Distichiasis is a condition in which an eyelash (distichia), or eyelashes (distichiae), grow from an abnormal spot on the eyelid. This could happen along the margin of the eyelid, but most commonly occurs within a gland located toward the inner part of the eye.
Most dogs and cats diagnosed with distichiasis experience just a single, or possibly two extra lashes, but some pets can have an entire extra row of lashes growing along their lids.

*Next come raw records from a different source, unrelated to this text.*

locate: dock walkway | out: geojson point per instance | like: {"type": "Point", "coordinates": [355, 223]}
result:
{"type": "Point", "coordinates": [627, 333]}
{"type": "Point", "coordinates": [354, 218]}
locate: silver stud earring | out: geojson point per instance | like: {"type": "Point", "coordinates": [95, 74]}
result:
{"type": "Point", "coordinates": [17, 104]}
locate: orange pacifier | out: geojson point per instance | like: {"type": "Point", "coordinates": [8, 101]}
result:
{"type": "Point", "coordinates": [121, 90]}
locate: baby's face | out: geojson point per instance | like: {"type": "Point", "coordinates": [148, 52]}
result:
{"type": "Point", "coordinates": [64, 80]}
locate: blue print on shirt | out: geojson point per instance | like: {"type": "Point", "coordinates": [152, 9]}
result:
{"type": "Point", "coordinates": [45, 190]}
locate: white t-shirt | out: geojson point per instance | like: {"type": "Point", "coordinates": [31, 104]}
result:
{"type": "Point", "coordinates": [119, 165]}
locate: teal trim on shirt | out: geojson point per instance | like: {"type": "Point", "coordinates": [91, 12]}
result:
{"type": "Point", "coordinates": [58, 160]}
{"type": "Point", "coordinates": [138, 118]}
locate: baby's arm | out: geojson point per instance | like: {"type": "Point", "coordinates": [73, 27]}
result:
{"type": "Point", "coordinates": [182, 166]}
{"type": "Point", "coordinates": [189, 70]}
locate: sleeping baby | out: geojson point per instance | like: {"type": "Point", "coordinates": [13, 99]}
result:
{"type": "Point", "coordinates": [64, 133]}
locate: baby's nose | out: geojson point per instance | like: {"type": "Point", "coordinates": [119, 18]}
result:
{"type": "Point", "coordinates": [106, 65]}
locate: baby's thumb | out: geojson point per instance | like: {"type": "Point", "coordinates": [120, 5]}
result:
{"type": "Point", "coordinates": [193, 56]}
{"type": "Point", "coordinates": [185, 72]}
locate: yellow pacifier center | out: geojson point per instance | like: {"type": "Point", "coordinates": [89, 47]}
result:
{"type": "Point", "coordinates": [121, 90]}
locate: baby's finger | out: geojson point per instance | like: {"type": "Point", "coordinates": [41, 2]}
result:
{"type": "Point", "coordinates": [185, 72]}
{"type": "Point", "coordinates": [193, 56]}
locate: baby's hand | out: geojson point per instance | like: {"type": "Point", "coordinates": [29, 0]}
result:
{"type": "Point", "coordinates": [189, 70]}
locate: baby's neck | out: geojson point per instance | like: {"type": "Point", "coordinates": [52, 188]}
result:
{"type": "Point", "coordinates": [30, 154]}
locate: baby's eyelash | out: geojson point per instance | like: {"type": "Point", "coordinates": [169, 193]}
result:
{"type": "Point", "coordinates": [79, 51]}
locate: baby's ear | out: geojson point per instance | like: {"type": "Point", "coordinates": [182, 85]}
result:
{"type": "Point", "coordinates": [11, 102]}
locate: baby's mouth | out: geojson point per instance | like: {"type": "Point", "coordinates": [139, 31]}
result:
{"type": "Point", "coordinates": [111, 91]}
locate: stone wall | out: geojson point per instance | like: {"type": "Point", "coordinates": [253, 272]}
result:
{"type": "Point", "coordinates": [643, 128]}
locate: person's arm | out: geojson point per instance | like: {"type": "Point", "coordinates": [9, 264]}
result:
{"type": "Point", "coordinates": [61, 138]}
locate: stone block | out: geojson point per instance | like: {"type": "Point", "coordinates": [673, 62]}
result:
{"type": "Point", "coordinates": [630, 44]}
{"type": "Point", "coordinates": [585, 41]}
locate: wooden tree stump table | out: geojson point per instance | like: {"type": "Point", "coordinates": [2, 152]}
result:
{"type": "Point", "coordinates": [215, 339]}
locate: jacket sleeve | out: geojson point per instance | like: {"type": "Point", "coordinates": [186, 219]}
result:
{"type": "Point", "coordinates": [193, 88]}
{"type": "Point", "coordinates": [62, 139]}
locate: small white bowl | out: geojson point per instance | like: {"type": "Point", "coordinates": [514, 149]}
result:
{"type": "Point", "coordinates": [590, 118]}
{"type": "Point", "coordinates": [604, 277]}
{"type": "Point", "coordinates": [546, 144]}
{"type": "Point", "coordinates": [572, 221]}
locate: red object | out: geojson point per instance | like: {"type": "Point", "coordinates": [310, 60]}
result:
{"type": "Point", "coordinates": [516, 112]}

The problem with these extra lashes, be it single or an entire row, is that they often scrape up against the eye, causing irritation and other problems.
Why Did My Cat or Dog Develop Distichiasis?
While this condition appears more in dogs than cats, the causes are similar for both animals.
- Abnormal development of hair follicles. Researchers are not sure why the follicles develop in an abnormal pattern, but in most cases the follicle develops in the meibomian glands located along the inner margin of the eyelids, resulting in the lash growing out of the gland opening and toward the eye instead of away from it.
- Breed predisposition, mainly in dogs. Breeds most commonly affected include: American Cocker Spaniel, Cavalier King Charles Spaniel, Shih Tzu, Lhasa Apso, Dachshund, Shetland Sheepdog, Golden Retriever, Chesapeake Bay Retriever, Bulldog, Boston Terrier, Pug, Boxer, and Pekingese.
How Will I Know if My Dog or Cat Has Distichiasis?
Symptoms will vary with the severity of the condition, as well as factors concerning the extra eyelashes themselves, such as amount, length, and thickness. The most common include:
- Redness and inflammation of the eye
- Excessive tearing
- Discharge from the eye
- Excessive blinking, squinting, and/or pawing at the eye
- Corneal ulcers
However, in some cases, your dog or cat may not show any symptoms at all.
What Are the Best Ways to Treat Distichiasis?
Treatment comes down to the severity of the condition. In some cases, when the lashes are short and fine, no treatment is necessary; but in more severe cases surgery may be recommended.
- In moderate cases, the lashes can be plucked. However, the lash or lashes will often grow back in four to five weeks. Lubricants to protect the cornea will likely be prescribed.
- Surgery for severe cases aims not only to remove the lash or lashes, but to also destroy the hair follicle so the hair does not regrow. Use of electrocautery, cryosurgery, or electroepilation can all effectively destroy the follicle. Removing tissue or a portion of the lid may also be an option.
With the right treatment and follow up care, prognosis can be good for your dog or cat. Left untreated though, distichiasis can lead to serious infection, corneal ulcers, or even blindness.